DBCS
From Wikipedia, the free encyclopedia
DBCS stands for Double Byte Character Set. This term has two basic meanings:
- In CJK computing, the term "DBCS" traditionally means a character set in which every graphic character not representable by an accompanying SBCS is encoded in two bytes; Han characters would generally comprise most of these two-byte characters.
- The term "DBCS" can also mean a character set in which all characters (including all control characters) are encoded in two bytes.
DBCS also stands for Delivery Bar Code Sorter. It referes to a set of sorting machines used in mail sorting industry primarily by USPS. The latest generation of these machines in the field are DBCS6. The DBCS7 are shceduled for deployment in the filed by July 2008.
Contents |
[edit] DBCS’s in CJK computing
In CJK computing, the term DBCS traditionally refers to a character set where each graphic character is encoded in two bytes. The DBCS always has lead bytes with the most significant bit set (i.e., being 1), and is always paired up with a single-byte character-set (SBCS). Furthermore, for the practical reason of maintaining compatibility with unmodified, off-the-shelf software, the SBCS is associated with halfwidth characters and the DBCS with fullwidth characters.
Sometimes, the use of the term "DBCS" can imply an underlying structure that does not comply with ISO 2022; i.e., "DBCS" can sometimes mean a double-byte encoding that is specifically not EUC.
Note that this meaning of DBCS is different from what some consider correct usage today: Some might insist that these character sets be properly called either MBCS’s or variable-width encodings. Nevertheless, the term “MBCS” is not a traditional term and one should not expect the term “MBCS” to be understood; “DBCS” is the correct traditional term to describe these character sets.
[edit] Controversy
Some people use DBCS to mean the UTF-16 Unicode encoding, while other people use the term DBCS to mean older (pre-Unicode) code pages that use more than one byte per character. Shift-JIS, GB2312 and Big5 are a few code pages that can contain more than one byte per character, but even using the term DBCS for these code pages is incorrect terminology because these code pages are really MBCS (MultiByte Character Sets). Some IBM mainframes do have true DBCS code pages, which contain only the double byte portion of a multibyte code page.

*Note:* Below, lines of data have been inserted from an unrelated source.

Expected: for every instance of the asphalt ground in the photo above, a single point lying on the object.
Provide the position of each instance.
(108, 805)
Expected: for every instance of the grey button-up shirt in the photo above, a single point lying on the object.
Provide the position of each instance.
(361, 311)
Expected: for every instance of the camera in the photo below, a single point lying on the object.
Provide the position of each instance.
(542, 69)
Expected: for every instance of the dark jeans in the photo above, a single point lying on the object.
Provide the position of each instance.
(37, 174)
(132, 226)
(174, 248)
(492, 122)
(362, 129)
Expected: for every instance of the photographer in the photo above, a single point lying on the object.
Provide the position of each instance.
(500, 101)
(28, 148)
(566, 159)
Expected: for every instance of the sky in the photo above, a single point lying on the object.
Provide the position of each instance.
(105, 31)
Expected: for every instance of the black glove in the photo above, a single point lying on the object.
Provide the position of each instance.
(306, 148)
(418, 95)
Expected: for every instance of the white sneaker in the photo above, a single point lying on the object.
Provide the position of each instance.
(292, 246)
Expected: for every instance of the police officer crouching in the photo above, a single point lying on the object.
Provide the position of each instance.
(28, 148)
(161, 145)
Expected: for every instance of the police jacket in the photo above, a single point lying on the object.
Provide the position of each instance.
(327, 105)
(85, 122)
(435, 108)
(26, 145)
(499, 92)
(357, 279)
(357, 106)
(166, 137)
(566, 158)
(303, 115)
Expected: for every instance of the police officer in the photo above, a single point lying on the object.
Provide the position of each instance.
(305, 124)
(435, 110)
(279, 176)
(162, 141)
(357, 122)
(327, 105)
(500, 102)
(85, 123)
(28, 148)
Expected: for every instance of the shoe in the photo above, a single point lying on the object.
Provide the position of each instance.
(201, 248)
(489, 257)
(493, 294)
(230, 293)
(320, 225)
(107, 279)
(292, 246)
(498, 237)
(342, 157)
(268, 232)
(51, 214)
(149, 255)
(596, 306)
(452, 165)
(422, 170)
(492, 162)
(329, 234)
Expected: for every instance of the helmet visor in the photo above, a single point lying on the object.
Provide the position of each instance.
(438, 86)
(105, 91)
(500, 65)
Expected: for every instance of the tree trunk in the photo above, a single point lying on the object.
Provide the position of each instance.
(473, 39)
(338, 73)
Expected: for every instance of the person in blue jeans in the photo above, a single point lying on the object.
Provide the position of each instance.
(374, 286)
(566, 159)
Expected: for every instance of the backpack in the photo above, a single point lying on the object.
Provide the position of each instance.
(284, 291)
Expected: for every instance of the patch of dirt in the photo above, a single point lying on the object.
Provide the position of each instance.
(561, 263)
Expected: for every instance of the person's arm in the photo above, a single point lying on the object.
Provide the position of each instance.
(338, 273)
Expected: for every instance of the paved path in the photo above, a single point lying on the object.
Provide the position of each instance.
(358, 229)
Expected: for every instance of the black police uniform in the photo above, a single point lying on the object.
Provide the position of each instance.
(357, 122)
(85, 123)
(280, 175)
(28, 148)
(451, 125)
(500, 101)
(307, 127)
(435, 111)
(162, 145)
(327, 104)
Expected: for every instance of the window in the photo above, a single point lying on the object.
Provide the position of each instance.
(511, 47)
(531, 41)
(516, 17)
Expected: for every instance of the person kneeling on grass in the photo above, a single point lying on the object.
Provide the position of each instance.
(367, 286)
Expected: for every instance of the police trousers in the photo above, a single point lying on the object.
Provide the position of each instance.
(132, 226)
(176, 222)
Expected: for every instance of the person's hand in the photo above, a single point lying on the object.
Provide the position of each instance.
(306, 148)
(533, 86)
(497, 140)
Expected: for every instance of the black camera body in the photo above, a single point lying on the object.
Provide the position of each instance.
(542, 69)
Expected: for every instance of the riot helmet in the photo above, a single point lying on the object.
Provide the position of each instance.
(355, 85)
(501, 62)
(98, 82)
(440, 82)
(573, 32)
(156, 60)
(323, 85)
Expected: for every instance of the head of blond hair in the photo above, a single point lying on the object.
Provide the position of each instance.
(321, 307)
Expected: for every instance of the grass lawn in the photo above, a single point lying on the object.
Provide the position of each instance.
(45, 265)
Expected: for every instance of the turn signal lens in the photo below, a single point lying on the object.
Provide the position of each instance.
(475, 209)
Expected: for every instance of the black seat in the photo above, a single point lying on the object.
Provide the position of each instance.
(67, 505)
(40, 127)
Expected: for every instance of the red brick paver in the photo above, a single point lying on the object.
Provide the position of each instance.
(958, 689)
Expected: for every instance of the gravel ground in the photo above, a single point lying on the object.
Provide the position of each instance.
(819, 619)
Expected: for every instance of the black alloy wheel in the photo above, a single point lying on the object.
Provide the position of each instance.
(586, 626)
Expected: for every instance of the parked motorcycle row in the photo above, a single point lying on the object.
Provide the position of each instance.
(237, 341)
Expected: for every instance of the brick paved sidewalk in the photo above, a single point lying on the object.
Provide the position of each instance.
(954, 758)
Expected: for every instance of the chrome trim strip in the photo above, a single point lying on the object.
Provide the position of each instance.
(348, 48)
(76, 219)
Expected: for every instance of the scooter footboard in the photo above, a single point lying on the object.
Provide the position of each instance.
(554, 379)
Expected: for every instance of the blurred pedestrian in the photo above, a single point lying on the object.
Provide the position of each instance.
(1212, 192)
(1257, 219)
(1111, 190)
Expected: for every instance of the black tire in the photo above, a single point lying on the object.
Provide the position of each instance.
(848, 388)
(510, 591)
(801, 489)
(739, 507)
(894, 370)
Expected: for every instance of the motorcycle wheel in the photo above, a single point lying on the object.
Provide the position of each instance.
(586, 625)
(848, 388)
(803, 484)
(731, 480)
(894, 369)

If a business uses the term "DBCS enablement" for software internationalization, they are using ambiguous terminology. The business either means they want to write software for East Asian markets using older technology with code pages, or they are planning on using Unicode. Usually "Unicode enablement" means internationalizing software by using Unicode, and "DBCS enablement" means using incompatible code pages that exist between the various countries in East Asia for internationalizing software. Since Unicode supports all the major languages in East Asia, unlike many other code pages, it is generally easier to enable and maintain software that uses Unicode. DBCS (non-Unicode) enablement is usually only desired when much older operating systems or applications do not support Unicode.